An international commission in November reduced the world's gross catch of bluefin tuna in the Mediterranean from 32,000 tons in 2006 to 29,500 tons this year, a move likely to lead to an import crunch in Japan.
by Staff Writers
Tokyo (AFP) Jan 22, 2007
Environmentalists called Monday for a radical overhaul of fishing practices to prevent a worldwide collapse in tuna stocks as international conservation bodies opened their first joint meeting on the species. The five-day meeting in the western Japanese city of Kobe will look at ways to share information among regions to monitor tuna numbers and control illegal fishing vessels, officials said.

Environmentalists called on participants to come up with substantive measures to protect the fish, which are highly prized in Japan.

Greenpeace said it was "high time" for governments to recognize the seriousness of the tuna issue.

Governments "must acknowledge that a radical change to fisheries management is urgently required if they are to prevent the collapse of tuna stocks across the globe," it said.

Simon Cripps, director of the WWF's global marine programme, said the talks in Japan "provide an opportunity for all interested nations to adopt approaches that ensure good practices to protect tuna, other marine life and the well-being of coastal communities."

He said scientific advice to governments about conservation measures has gone ignored for too long.

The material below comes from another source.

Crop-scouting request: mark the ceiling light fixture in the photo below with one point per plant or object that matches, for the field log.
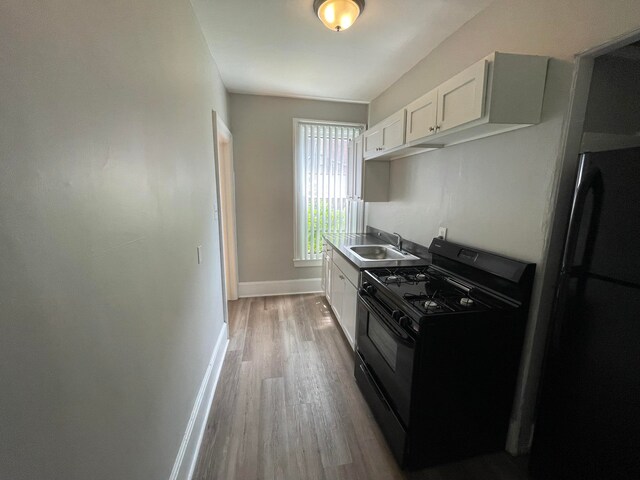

"Sustainable management of the world's tuna fisheries should be possible, if the will can be found," he said in a statement.

The meeting is expected to adopt an action plan Friday to cooperate on the conservation and management of tuna stocks, said Takaaki Sakamoto, a Japanese official attending the conference.

"Our goal should be to achieve sustainable use of tuna resources for the future and to prove both domestically and internationally that maintaining tuna fishing is possible," Toshiro Shirasu, the head of Japan's Fisheries Agency, said in opening remarks.

Two international fishing industry groups have called on the meeting to declare a moratorium on the use of any additional large tuna vessels to stop the stocks from diminishing further.

The meeting brings together five tuna conservation bodies that cover different regions, including the Pacific Ocean, Atlantic Ocean and Indian Ocean. Representatives of 60 countries or areas are taking part, officials said.

Japan eats a quarter of the world's tuna, more than any other country, but faces pressure from environmentalists, who have blamed the global fad for Japanese food for bringing tuna numbers to the brink of eventual extinction.

An international commission in November reduced the world's gross catch of bluefin tuna in the Mediterranean from 32,000 tons in 2006 to 29,500 tons this year, a move likely to lead to an import crunch in Japan.

Japan has also accepted a major cut in its quota for southern bluefin tuna in the Pacific Ocean as punishment for overfishing.